Gordon Growth Model

Sometimes known as the dividend discount model

What is the Gordon Growth Model?

The Gordon Growth Model – also known as the Gordon Dividend Model or dividend discount model – is a stock valuation method that calculates a stock’s intrinsic value, regardless of current market conditions. Investors can then compare companies against other industries using this simplified model. Major contributors to this model are Myron J. Gordon, Robert F. Weise, and John Burr Williams.

Gordon Growth Model

Myron J. Gordon (Source: Globe and Mail)


What are the assumptions under the Gordon Growth Model?

The Gordon Growth Model assumes the following conditions:

  • The company’s business model is stable; i.e. there are no significant changes in its operations
  • The company grows at a constant rate
  • The company has stable financial leverage
  • The company’s free cash flow is paid as dividends

gordon growth example


How is the Gordon Growth Model computed?

Three variables are included in the Gordon Growth Model equation: (1) D1 or the expected annual dividend per share for the following year, (2) k or the required rate of return, and (3) g or the expected dividend growth rate.

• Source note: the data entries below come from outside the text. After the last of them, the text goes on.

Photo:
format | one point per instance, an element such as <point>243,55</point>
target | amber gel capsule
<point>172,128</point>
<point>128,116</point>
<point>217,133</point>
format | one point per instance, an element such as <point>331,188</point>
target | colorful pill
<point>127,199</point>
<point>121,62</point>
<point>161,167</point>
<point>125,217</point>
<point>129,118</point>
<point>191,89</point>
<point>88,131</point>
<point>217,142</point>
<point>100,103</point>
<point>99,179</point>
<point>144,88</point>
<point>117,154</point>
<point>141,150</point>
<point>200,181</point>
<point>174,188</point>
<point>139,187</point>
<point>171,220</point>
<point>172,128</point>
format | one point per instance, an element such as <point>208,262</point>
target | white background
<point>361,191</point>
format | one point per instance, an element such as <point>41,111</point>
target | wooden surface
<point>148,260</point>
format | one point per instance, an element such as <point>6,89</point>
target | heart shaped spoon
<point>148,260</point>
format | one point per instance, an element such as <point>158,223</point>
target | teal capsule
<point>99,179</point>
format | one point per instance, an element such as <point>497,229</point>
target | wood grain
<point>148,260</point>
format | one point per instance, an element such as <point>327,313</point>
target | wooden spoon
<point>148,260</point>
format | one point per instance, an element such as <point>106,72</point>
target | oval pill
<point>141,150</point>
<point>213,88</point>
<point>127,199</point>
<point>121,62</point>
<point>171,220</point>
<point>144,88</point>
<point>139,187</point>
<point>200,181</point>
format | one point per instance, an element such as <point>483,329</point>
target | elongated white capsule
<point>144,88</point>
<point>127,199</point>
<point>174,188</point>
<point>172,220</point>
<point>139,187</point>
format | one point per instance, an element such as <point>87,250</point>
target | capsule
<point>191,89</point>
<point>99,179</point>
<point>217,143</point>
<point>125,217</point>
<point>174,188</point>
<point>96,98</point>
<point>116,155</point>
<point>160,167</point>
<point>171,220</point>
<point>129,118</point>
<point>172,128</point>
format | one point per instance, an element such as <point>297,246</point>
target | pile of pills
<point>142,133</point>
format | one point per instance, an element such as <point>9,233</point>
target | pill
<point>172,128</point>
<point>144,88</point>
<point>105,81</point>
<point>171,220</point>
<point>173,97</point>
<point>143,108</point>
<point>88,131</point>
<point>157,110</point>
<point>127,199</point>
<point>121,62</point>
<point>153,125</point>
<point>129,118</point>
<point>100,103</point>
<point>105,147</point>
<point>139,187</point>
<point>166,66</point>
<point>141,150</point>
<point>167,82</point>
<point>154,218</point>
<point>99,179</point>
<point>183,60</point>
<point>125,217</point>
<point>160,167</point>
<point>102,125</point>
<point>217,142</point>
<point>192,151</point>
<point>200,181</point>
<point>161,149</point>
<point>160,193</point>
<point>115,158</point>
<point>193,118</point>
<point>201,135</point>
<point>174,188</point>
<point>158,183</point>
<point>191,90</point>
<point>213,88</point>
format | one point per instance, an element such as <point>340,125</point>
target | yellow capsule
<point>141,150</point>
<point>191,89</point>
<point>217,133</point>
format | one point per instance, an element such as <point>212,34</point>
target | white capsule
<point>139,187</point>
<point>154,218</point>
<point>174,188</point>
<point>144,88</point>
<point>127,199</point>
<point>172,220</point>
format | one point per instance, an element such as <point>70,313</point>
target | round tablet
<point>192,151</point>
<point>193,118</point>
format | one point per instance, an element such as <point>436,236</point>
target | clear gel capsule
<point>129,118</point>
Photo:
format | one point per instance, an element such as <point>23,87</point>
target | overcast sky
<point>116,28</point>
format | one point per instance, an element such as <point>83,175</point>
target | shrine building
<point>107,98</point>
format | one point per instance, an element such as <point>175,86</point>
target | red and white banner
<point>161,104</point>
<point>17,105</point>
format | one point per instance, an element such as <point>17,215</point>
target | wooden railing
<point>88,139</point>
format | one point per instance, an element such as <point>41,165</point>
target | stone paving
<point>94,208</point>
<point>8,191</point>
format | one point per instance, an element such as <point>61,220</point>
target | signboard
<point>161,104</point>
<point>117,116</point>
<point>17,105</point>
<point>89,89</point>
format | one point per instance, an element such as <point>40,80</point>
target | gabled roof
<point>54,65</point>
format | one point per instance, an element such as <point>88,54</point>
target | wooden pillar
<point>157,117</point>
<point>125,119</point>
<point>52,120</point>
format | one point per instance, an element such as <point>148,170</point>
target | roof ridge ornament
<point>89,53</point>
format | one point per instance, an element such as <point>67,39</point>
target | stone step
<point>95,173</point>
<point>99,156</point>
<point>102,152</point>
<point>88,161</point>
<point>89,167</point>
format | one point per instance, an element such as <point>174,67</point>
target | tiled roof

With these variables, the value of stock can be computed as:

Intrinsic Value = D1 / (k – g)

To illustrate, take a look at the following example: Company A’s stock is trading at $40 per share. Furthermore, Company A requires a rate of return of 10%. Currently, Company A pays $2 dividend per share for the following year and this is expected to increase by 4% annually. Thus, the value of stock is computed as:

Intrinsic Value = 2 / (0.1 – 0.04)

Intrinsic Value = $33.33

This result indicates that Company A’s stock is overvalued since the model suggests that the stock is only worth $33.33 per share.


What is the importance of the Gordon Growth Model?

The Gordon Growth Model can be used to determine the relationship between growth rates, discount rates, and valuation. Despite the sensitivity of valuation to the shifts in discount rate, the model still demonstrates a clear relation between valuation and return.

Applications of the model are demonstrated more in-depth in our corporate finance courses.


What are the limitations of the Gordon Growth Model?

The assumption that a company grows at a constant rate is a major problem with the Gordon Growth Model. In reality, it is highly unlikely that companies will have their dividends grow at a constant rate. Another issue is the high sensitivity of the model to the discount factor and growth rate.

The model can result in a negative value if the required rate of return is less than the growth rate. Moreover, the value per share approaches infinity if the required rate of return and growth rate have the same value, which is conceptually unsound.

Furthermore, since the model excludes other market conditions such as non-dividend factors, stocks are likely to be undervalued despite a company’s brand and steady growth.